Abu Simbel is perhaps the most recognized monument of ancient Egypt. The two temples built for the pharaoh Ramesses II have been attracting visitors since Victorian times. Almost as impressive as the monument itself is the story of its restoration in the 1960's. The temples had to be dismantled and physically moved 60 meters up a cliff where they were reassembled in the exact same relation to each other and the sun. Egyptian Government secured the support of UNESCO and launched a world wide appeal. During the salvage operation which began in 1964 and continued until 1968, the two temples were dismantled and raised over 60 meters up the sandstone cliff where they had been built more than 3,000 years before. Here they were reassembled, in the exact same relationship to each other and the sun, and covered with an artificial mountain. Most of the joins in the stone have now been filled by antiquity experts, but inside the temples it is still possible to see where the blocks were cut. 

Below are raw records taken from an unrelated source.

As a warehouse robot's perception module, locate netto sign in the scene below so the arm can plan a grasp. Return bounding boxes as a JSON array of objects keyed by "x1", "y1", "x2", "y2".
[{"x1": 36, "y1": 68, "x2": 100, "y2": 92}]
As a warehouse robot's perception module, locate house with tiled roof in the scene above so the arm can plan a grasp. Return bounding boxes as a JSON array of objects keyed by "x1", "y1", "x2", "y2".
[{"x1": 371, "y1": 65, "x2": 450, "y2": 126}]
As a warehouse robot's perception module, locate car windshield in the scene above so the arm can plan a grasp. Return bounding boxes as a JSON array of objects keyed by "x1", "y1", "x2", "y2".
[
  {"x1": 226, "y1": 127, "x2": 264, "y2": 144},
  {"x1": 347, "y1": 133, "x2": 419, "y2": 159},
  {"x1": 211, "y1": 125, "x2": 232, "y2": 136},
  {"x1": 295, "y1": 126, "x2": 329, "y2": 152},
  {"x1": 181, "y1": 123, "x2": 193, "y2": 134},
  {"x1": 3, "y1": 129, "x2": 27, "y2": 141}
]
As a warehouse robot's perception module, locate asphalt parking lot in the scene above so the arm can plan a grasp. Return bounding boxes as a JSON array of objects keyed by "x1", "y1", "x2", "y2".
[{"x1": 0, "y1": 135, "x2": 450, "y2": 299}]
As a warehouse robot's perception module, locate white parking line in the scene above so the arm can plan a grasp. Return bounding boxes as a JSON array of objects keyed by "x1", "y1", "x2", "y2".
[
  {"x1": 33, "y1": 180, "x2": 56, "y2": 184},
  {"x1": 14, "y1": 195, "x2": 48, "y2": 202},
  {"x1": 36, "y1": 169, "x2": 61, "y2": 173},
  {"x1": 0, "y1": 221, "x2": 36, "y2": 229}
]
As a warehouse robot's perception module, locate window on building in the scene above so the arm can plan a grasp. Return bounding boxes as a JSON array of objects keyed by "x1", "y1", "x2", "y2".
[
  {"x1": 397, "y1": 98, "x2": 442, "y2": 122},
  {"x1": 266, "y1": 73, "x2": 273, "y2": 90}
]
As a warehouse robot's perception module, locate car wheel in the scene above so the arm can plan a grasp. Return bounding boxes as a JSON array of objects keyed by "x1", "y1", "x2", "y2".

A daily sound and light show is a highlight not to be missed. If you can make it you should also see the Abu Simbel Festival which takes place twice a year in February and October. Natural sunlight and architectural brilliance combine to make the inner sanctum of the temple light up. It's a breathtaking sight and makes the music, dance and food that accompanies the festival pale in comparison.
Abu Simbel lies near the Egyptian border with Sudan. The closest major town is Aswan. You can get to Abu Simbel by plane from either Cairo or Aswan. There are also daily buses and tours from Aswan to Abu Simbel. Perhaps the best way to visit Abu Simbel is by boat. There are plenty of cruises starting in Aswan that range from 3 - 5 days.